AFCB: Para quem não está tão dentro da realidade do Futebol Virtual, como é que vocês explicavam este “mundo”?
DP: É difícil de explicar, porque, até antes de entrar, também desconhecia. Sinto que, pelo facto da maioria das pessoas ainda desconhecer esta realidade, ainda há alguns comentários relativamente ao investimento feito no mundo da eSports. Atualmente, os miúdos preferem consumir conteúdo do Youtube e ver os profissionais, em detrimento de estarem colados à televisão a ver os canis tradicionais. Este interesse dos jovens também faz com que haja muito investimento nesta área. Vivemos num mundo em constante adaptação e o eSports é relativamente recente, em comparação com os trabalhos tradicionais, e são novas oportunidades para os jovens, financeiramente, terem uma base salarial. Sinto que os pais têm a preocupação de não deixarem os filhos jogar tantas horas por dia, porque podem facilitar nos estudos, mas existem muitos exemplos, como o meu e do Tiago, em que jogamos e estudamos e trabalhamos. Atualmente, já se consegue mostrar aos pais que é possível conciliar os videojogos com os estudos. Há sempre espaço para tudo e, se formos responsáveis, dá para conciliar as duas coisas.
AFCB: E esta conciliação entre os videojogos e o lado profissional/académico é fácil de gerir?
TP: É difícil, mas acho que dá para conciliar, como tudo na vida. A verdade é que temos muitas viagens - para Lisboa, para o Porto ou para o estrangeiro – e há alturas em que não tenho paciência para olhar para um caderno e estudar. No entanto, tem de ser, estamos metidos nisto e, se queremos atingir os nossos objetivos pessoais, temos de nos sacrificar para lá chegar. Acredito que é muito isto. Sabemos qual é o nosso caminho, tenho os meus objetivos e, seguramente que o Diogo tem os dele, sentimos que isto faz parte da nossa vida e com foco dá para conciliar tudo. Com maior ou menor dificuldade, dá sempre para conciliar. É algo que me mudou a vida e, se olharmos para trás, todo o sacrifício destes três, quatro, cinco anos, valeu a pena.

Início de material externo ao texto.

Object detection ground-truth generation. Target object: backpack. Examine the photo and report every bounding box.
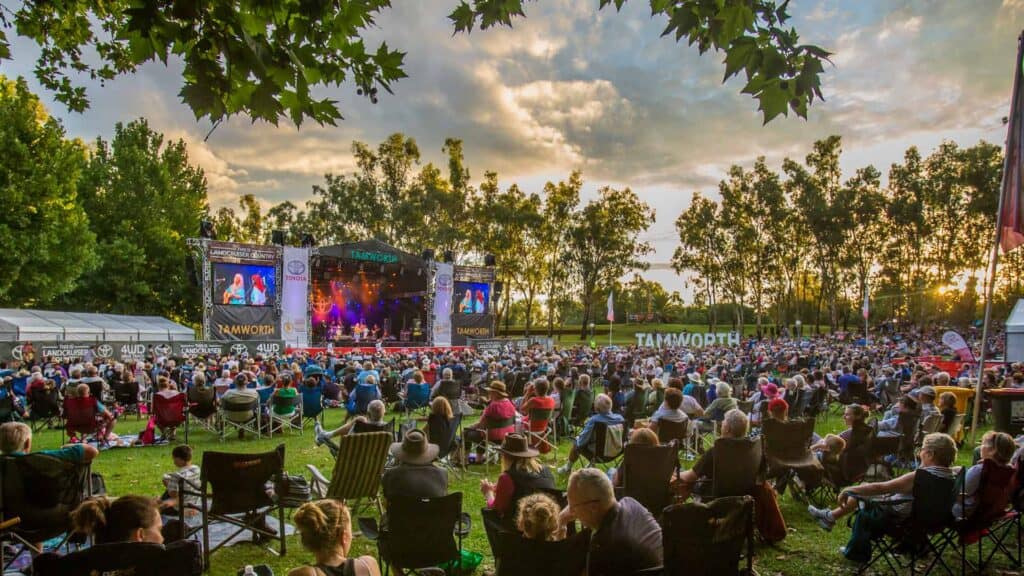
[845,500,891,564]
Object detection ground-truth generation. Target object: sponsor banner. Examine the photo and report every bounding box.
[0,340,285,362]
[455,266,495,284]
[452,314,495,346]
[633,332,739,348]
[466,338,529,355]
[281,246,309,347]
[210,305,281,340]
[431,262,455,346]
[287,346,470,356]
[207,242,281,265]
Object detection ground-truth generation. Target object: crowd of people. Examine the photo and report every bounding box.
[0,325,1024,576]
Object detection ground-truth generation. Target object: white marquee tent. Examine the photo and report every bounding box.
[0,308,196,342]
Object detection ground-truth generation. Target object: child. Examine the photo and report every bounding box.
[160,444,200,517]
[515,493,565,542]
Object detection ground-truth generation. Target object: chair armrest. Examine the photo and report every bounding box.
[355,518,380,542]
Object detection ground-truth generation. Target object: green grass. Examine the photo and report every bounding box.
[25,410,1012,576]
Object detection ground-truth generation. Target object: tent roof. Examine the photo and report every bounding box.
[0,308,196,341]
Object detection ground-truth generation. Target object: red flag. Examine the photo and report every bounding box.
[999,34,1024,253]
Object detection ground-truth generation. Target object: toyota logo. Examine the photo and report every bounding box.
[288,260,306,275]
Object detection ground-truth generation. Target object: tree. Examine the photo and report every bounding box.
[0,0,829,125]
[67,120,208,321]
[567,187,654,340]
[672,192,726,331]
[0,76,95,306]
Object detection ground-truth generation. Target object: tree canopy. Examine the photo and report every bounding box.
[0,0,829,126]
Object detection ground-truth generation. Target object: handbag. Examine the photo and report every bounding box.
[274,472,311,508]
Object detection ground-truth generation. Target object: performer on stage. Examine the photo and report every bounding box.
[249,274,266,306]
[224,274,246,304]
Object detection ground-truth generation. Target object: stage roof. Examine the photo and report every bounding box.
[0,308,196,342]
[316,240,426,268]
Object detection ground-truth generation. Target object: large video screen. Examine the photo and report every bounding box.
[213,262,278,306]
[453,282,490,314]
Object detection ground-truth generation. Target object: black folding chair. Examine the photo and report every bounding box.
[200,444,288,566]
[0,454,91,570]
[32,540,203,576]
[358,492,471,575]
[662,496,754,576]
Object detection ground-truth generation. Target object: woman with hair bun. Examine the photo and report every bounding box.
[71,496,164,544]
[288,500,381,576]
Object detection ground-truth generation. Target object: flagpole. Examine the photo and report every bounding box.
[971,33,1024,444]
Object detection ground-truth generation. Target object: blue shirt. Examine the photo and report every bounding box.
[577,412,626,448]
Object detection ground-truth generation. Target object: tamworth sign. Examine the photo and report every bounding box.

DP: Não é nada fácil, porque chegamos a um ponto em que o mundo profissional do FIFA é tão elevado que, por vezes, treinar quatro horas, em vez de seis ou sete horas, pode ser prejudicial por outros profissionais que fazem disto vida. A nível do sacrifício, há muitas coisas que têm de ser sacrificadas. Todos temos 24 horas disponíveis, não conseguimos fazer tudo aquilo que pretendemos e é preciso fazer escolhas, como por exemplo, sair à noite ou a vida social. O esforço é muito grande, só as pessoas que passam por esta situação é que conseguem perceber o valor que tem de ser dado. Apesar deste esforço e sacrifício, no final, a recompensa e o reconhecimento das pessoas pelo nosso trabalho ou por ganhar um torneio, é muito superior ao esforço e sacrifício exigidos. O sucesso nunca vem garantido e tem de haver sempre esforço, consistência e dedicação. Estas são as chaves para o sucesso e, como queremos chegar lá, vamos fazer questão que isso aconteça.
AFCB: Têm os dois alcunhas. O Diogo é o “Tuga810” e o Tiago é o “Darkley11”. Como é que surgiram estes nomes?
TP: O meu é simples. Os meus pais estavam a levar-me para a escola e estava a criar uma conta e, quando estava a chegar aos Redentoristas, estava uma loja chamada “Dark” e o jogo deu, automaticamente, o resto. E como era o número 11 no futebol, ficou Darkley11. Foi desde o Clash Royale, basicamente.
DP: Antigamente, tinha uma conta no FIFA com o user “DPombo 45” e o número era porque, na altura, gostava do Mário Balotelli e ele usava o número 45. Mais tarde, o meu pai criou uma conta, porque também gosta muito de jogar videojogos, e chamava-se “Tuga810”, o oito era o número que o meu irmão utilizava no futebol e o dez era o meu número no futebol e juntou os dois. Acabei por ficar esse user e utilizo até hoje.